Ela fumava e eu tentava resolver toda nossa (falta de) vida. O que queríamos afinal?
Felicidade é muito amplo e pensando calmamente eu a tinha, ela também.
Como personagens de uma história de autor sem bom gosto, invejávamos a inquietação apaixonada dos romances, a espontaneidade do teatro, a elegância dos clássicos e a explosão de sentimentos da música.

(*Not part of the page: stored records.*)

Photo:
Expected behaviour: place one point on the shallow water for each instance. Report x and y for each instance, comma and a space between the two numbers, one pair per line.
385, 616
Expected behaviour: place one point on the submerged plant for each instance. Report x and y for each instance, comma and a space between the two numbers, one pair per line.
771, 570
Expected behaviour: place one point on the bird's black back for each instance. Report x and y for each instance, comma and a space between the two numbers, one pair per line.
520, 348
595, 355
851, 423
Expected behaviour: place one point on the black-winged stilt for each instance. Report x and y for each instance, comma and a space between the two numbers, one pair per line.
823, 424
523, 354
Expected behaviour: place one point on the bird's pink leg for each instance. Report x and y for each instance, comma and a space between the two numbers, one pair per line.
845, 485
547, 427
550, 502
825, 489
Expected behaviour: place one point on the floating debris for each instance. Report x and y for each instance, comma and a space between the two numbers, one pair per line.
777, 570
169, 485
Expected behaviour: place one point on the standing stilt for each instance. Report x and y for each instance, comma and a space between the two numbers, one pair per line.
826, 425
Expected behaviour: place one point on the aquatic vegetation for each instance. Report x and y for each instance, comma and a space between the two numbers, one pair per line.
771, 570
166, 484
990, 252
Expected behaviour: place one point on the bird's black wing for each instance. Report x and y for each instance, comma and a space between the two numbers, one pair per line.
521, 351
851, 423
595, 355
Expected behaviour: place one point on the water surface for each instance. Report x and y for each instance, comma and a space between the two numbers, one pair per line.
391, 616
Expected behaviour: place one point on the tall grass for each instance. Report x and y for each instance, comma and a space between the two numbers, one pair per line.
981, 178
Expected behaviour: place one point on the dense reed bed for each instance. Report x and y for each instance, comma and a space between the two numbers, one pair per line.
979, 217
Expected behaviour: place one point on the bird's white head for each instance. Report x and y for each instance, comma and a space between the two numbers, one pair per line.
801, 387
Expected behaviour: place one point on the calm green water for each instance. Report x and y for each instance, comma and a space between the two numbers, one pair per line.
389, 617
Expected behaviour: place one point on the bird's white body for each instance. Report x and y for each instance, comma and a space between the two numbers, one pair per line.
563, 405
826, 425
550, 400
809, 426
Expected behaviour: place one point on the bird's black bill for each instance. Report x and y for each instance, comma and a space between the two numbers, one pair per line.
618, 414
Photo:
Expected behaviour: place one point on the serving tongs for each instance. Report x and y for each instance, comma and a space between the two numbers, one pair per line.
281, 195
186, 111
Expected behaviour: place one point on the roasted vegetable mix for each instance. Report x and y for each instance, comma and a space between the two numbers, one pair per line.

Aqueles poucos minutos pareciam eternos. Não via estrelas e a fumaça nos envolvia como presságio de morte.
Logo voltaríamos a falar da genialidade de outros que vieram antes de nós.
De que realmente serviriam as milhares de páginas lidas e discutidas?
Aquela noite ela me disse o que ouvi repetidas vezes em minha mente.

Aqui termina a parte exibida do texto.